Данное слово, то сыновнее почтение, с каким всегда относился Грибоедов к матери, и затруднительное финансовое положение заставили его сделать шаг, который был не только противен его страстному желанию освободиться от всякой службы, но поставил его в крайне ложное нравственное положение и бросил на него немалую тень. Ермолов был для Грибоедова более чем начальник по службе: старик любил его, как сына, оказывая ему всяческое покровительство, и только что спас от грозившей опасности, предупредив заблаговременно об аресте, за что и сам мог подвергнуться ответственности. Ввиду всего этого согласие Грибоедова служить у Паскевича, состоявшего во враждебных отношениях с Ермоловым, было тяжкой изменой не только благодетелю и другу, но и всем заветным убеждениям, так как не сам ли Грибоедов смеялся над Фамусовым за то, что при нем:

Служащие чужие очень редки,
Все больше сестрины, свояченицы детки.

В довершение всего Грибоедов лишен был и того утешения, что, поступая на службу к Паскевичу, выбирает начальника более полезного и достойного, чем Ермолов. Напротив, он сознавал почти совсем противоположное, когда по пути на Кавказ говорил Д.В. Давыдову:

«Каков мой-то (зять)! Как, вы хотите, чтобы этот человек, которого я хорошо знаю, торжествовал бы над одним из самых умнейших и благонамереннейших людей в России (т. е. Ермоловым); верьте, что наш его проведет, и этот, приехав впопыхах, уедет отсюда со срамом».

Говоря такие слова, Грибоедов выражал как бы свою задушевную надежду, что авось само собою все устроится и ему не придется краснеть ни перед другими, ни перед своею совестью. Но его желание остаться чистым, не прилагая к этому ни малейших усилий воли со своей стороны, увы, не сбылось, и он упал в мнении многих из своих современников, уважавших его и поклонявшихся до того времени многим прекрасным качествам его души.
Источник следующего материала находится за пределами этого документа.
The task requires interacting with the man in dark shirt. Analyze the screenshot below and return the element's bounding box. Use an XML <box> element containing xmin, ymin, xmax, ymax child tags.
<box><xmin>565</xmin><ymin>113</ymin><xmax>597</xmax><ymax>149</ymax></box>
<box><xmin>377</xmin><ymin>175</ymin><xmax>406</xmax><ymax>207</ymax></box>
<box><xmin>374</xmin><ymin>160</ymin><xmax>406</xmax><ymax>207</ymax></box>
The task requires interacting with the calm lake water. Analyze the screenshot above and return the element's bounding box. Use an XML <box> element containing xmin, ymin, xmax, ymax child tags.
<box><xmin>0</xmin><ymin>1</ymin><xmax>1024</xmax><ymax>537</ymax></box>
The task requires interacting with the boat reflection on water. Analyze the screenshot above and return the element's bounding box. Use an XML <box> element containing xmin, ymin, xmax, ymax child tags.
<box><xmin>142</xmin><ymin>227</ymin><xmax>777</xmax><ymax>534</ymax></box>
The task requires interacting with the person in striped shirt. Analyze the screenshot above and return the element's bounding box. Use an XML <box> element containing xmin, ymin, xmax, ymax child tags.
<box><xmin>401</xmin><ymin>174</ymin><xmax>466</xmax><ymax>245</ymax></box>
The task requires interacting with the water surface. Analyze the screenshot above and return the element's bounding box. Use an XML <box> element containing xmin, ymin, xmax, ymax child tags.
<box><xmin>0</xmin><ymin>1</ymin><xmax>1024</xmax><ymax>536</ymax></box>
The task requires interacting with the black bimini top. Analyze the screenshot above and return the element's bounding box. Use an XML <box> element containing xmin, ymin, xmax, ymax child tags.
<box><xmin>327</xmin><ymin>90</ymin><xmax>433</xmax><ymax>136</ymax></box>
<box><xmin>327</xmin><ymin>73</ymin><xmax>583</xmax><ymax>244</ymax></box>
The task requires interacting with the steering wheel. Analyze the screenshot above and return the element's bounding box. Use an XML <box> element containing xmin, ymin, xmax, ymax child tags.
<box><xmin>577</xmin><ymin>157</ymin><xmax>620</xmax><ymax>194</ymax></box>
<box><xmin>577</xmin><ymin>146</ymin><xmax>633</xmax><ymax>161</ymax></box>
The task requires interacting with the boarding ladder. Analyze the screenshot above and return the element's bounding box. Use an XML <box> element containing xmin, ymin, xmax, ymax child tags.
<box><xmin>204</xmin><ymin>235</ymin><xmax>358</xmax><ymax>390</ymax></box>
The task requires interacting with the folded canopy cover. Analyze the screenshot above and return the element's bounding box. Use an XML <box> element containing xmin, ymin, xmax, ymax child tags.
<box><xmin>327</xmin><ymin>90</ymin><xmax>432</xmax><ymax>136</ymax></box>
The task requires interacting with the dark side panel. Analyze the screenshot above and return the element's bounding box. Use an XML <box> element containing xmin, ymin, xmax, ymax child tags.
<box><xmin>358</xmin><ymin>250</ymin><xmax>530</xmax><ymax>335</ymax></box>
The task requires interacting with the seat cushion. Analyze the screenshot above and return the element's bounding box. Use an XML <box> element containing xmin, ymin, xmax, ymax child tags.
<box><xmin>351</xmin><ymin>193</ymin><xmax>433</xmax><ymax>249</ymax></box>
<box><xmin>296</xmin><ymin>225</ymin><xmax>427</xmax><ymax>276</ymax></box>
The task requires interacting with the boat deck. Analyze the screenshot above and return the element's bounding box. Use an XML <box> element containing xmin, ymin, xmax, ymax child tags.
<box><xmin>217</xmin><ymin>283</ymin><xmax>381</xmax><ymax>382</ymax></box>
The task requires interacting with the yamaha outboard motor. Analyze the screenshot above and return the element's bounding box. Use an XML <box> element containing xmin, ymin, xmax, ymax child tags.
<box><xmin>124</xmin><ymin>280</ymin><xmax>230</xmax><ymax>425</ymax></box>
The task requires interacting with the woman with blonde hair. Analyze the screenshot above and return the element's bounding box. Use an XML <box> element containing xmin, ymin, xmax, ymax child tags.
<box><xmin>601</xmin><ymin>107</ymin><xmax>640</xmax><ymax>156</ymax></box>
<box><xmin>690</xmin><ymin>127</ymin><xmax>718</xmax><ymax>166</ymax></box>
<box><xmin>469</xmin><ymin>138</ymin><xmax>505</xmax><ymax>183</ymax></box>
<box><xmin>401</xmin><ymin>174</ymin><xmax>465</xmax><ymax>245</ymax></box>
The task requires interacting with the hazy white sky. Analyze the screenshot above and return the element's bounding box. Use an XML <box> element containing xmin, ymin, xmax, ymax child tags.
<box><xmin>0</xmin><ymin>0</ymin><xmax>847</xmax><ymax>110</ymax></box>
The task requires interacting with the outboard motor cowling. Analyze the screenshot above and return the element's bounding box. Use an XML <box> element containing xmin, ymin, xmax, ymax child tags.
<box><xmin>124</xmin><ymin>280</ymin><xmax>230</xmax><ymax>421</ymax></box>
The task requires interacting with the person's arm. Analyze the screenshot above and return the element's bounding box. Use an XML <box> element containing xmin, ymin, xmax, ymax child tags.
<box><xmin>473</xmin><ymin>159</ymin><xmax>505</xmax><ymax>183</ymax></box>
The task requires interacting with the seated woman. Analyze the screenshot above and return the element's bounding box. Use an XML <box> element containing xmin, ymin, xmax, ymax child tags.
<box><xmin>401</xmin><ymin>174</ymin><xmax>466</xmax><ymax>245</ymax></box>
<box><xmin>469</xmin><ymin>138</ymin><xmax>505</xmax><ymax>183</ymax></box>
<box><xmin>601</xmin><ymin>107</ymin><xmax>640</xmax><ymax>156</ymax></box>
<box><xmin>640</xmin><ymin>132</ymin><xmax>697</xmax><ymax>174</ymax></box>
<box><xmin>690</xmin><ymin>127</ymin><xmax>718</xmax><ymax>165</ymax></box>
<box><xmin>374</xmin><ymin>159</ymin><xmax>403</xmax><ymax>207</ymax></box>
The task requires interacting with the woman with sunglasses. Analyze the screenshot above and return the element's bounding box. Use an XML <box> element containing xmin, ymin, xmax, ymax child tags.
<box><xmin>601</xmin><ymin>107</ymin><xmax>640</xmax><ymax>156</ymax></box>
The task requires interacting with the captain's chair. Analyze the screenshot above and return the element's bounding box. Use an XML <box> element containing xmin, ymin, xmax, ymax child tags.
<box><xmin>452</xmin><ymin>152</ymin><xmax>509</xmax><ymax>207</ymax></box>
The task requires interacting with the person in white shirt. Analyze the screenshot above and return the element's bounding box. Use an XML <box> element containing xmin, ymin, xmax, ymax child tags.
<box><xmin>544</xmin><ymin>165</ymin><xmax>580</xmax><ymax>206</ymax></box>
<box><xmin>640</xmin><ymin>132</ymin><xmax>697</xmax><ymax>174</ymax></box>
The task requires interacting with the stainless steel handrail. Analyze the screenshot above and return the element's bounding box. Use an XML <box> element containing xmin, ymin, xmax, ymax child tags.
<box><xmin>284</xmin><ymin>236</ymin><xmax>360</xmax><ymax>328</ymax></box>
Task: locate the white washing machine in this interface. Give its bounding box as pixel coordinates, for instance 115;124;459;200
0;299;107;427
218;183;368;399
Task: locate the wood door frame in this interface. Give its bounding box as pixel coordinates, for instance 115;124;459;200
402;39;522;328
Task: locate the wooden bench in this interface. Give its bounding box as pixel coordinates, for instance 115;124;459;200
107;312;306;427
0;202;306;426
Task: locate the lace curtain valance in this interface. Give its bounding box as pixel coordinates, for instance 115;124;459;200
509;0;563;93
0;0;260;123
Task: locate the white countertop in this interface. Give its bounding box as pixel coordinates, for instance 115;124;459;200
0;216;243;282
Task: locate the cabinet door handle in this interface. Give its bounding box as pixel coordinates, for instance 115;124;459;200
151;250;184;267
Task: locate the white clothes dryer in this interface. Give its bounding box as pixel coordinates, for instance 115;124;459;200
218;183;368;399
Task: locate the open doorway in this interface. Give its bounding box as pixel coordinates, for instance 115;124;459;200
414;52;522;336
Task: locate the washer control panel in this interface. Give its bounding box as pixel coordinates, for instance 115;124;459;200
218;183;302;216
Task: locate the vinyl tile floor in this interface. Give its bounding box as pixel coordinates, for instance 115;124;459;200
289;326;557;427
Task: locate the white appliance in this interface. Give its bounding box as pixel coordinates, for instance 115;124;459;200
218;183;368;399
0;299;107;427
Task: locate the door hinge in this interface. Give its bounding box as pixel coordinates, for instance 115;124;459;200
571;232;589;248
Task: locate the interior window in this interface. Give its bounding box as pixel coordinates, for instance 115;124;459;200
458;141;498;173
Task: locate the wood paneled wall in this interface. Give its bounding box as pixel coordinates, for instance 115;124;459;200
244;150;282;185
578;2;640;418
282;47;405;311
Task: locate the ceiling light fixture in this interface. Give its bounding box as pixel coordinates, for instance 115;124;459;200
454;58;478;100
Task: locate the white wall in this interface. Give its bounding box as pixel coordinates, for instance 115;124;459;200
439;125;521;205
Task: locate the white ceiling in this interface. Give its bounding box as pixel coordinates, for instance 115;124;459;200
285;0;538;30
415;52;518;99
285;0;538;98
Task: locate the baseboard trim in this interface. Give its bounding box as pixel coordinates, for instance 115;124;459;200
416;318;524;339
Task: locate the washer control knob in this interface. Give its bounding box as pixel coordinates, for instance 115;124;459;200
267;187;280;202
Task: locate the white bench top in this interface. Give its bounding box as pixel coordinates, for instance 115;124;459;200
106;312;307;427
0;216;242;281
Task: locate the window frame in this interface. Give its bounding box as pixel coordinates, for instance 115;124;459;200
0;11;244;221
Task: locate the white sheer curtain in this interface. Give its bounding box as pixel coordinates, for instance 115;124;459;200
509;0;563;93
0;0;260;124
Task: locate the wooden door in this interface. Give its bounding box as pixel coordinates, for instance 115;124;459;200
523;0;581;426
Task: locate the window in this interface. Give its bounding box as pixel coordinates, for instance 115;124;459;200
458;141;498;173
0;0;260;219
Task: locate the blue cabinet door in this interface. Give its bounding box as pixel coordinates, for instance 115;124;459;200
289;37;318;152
Так, например, вот что говорит между прочим в своих воспоминаниях Д.В. Давыдов: «Находясь с ним долго в весьма близких отношениях, я, более чем кто-нибудь, был глубоко огорчен его действиями в течение 1826 и 1827 годов. Грибоедов, терзаемый под конец своей жизни бесом честолюбия, затушил в сердце своем чувство признательности к лицам, не могшим быть ему более полезными, но зато он не пренебрег никакими средствами для приобретения полного благоволения особ, кои получили возможность доставить ему средства к удовлетворению его честолюбия; это не мешало ему, посещая наш круг, строго судить о своих новых благодетелях… Видя поведение Грибоедова, которого я так любил, я душевно скорбел.